1. Siri won’t understand the funny Indian accent
Siri is a trademark feature in the brand new iPhone 4S. It’s a virtual assistant that, unlike your wife, would follow all your commands and will make a great companion for the nights when you’re made to sleep on the couch. The only obvious problem here is no matter how much intelligence they could stuff in Siri’s arse, they just couldn’t make it Indian-accent-friendly. So if you spend $400 on a phone and that son of gun fails to understand your crazy voice commands, you’re going to get seriously pissed at it. Think about it.
For example: Indian to Siri: “Sirri, maike an appointmenta with my bossss”. A total failure indeed.
2. iCloud – Indians don’t get the cloud
Now when it comes to the cloud, we Indians aren’t really quite clear with the concept. Some of us really think the Monsoon could mess it up badly. Of course it’s ridiculous but we’re going to crack open Apple’s support staff brains with questions like, ‘why should I pay for storage when I have a 64GB memory?’ Get it? If this isn’t enough, you might also get to hear complaints like, ‘the cloud has messed up my files, it’s not playing any music in my car’s stereo’.
3. The Cards App
An interesting app that Apple showcased at the launch event was the Cards app. It’s quite simple – you customize a card with a picture, message and some hanky panky designs and then Apple takes a print out and actually mails it to the person you want to send it to. For now it would only work for the US residents. All this for just $2.99. What?

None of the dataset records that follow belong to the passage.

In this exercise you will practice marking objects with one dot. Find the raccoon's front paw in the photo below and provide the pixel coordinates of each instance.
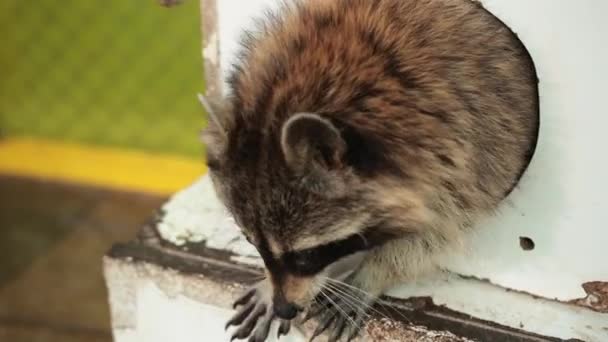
(255, 315)
(341, 310)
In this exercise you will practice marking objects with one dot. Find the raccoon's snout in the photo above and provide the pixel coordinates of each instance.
(285, 310)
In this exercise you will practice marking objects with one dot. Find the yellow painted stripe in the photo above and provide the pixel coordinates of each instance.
(107, 167)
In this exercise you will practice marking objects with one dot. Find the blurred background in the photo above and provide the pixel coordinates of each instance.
(98, 126)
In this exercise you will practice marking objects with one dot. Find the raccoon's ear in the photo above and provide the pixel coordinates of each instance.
(314, 149)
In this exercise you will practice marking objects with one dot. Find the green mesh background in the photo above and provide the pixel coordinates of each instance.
(111, 72)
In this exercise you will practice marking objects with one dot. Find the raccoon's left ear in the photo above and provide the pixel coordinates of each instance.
(314, 149)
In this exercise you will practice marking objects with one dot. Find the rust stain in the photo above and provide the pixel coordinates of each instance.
(597, 296)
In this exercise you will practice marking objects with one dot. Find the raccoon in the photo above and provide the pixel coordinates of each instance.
(360, 140)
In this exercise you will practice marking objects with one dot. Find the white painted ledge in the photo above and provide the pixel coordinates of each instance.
(196, 213)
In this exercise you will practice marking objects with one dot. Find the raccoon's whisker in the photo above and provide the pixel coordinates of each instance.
(384, 303)
(347, 299)
(359, 306)
(361, 303)
(370, 307)
(339, 309)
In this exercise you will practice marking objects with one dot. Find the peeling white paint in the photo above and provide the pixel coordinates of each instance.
(162, 318)
(196, 215)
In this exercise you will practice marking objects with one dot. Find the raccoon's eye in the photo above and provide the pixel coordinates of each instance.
(305, 263)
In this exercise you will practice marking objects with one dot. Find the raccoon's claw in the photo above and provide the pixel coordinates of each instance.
(254, 318)
(341, 313)
(284, 328)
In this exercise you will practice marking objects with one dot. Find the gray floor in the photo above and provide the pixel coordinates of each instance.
(52, 238)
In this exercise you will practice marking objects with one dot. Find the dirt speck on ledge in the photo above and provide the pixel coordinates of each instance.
(388, 330)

We Indians are cheap. $2.99 would translate to Rs. 150 approximately. We love our relatives in the US and would love to send them beautifully designed cards but that’s too much. How about just a simple e-card? Sorry, we’ll pass.
4. The iPhone 4 looks
Imagine selling an Indian an iPhone 4S with an iPhone 4 lying right next to it. ‘Sir, could you tell me the difference between the two’, is going to be the most asked question ever. An Indian would never except the ‘it’s all new inside’ shitty reply. If it’s so new inside, why did you have to play cheap on us and not change the design. How are my relatives going to find out that I bought an iPhone 4S. They’re going to think it’s the same old iPhone 4 only. Such dumbass!
5. The Price
There’s no official word on the unlocked edition of the iPhone 4S yet. Chances are that it’s going to cost exactly what the iPhone 4 did when it eventually hits the market. Now with the iPhone 4 expected to take a price cut soon, why go for the twin big brother that’s not even labeled ‘iPhone 5’? The typical Indian mindset is just not going to find any sort of satisfaction in paying the full price for an iPhone 4S. Not yet.
Disclaimer: I’m not being a racist here. Heck, I’m an Indian myself. This is not meant to hurt anyone’s feelings, it’s just written on a lighter note. Yes, I am cheap so I’m going to keep this under three sentences.